Inaba was one of several dozen directors who applied to work with Cascade PBS to create a video series that reflects the makeup of our region told from an insider’s perspective. A key requirement for the Origins grant is that the filmmaker be part of the community they are documenting.
The project will receive $40,000 in grant funding to cover production costs for the five-part series, as well as technical and editing support. Their work has the potential to be broadcast and streamed by Cascade PBS.

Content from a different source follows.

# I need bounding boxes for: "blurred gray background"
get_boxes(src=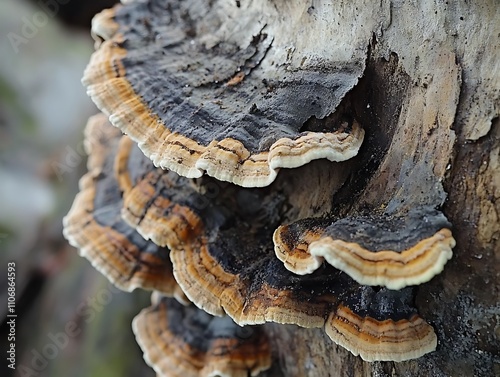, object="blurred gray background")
[0,0,154,377]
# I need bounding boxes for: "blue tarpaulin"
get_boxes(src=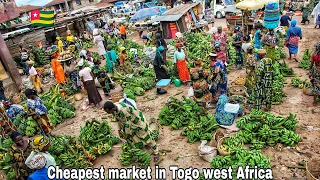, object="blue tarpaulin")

As a second-generation Japanese American filmmaker with deep regional roots, Inaba will bring a unique depth of knowledge to the series, documenting the historical trauma that forever altered our regional identity. Through intimate stories, archival materials, animations inspired by survivor testimonies and explorations of historical sites across Washington and Oregon, “Our Thousand Days” will reveal how this history continues to resonate today — offering urgent lessons about systematic dehumanization and community resilience.
The docuseries is intended for release on Cascade PBS platforms in March 2026.
The most recent season of Origins, “The Last Reefnetters,” examined the Native practice of reefnet fishing, an innovative method developed by the Lummi Nation and other Northern Straits Salish tribes thousands of years ago. Following punitive legislation, environmental damage and devastation caused by a budding cannery industry, they were all but removed from the practice.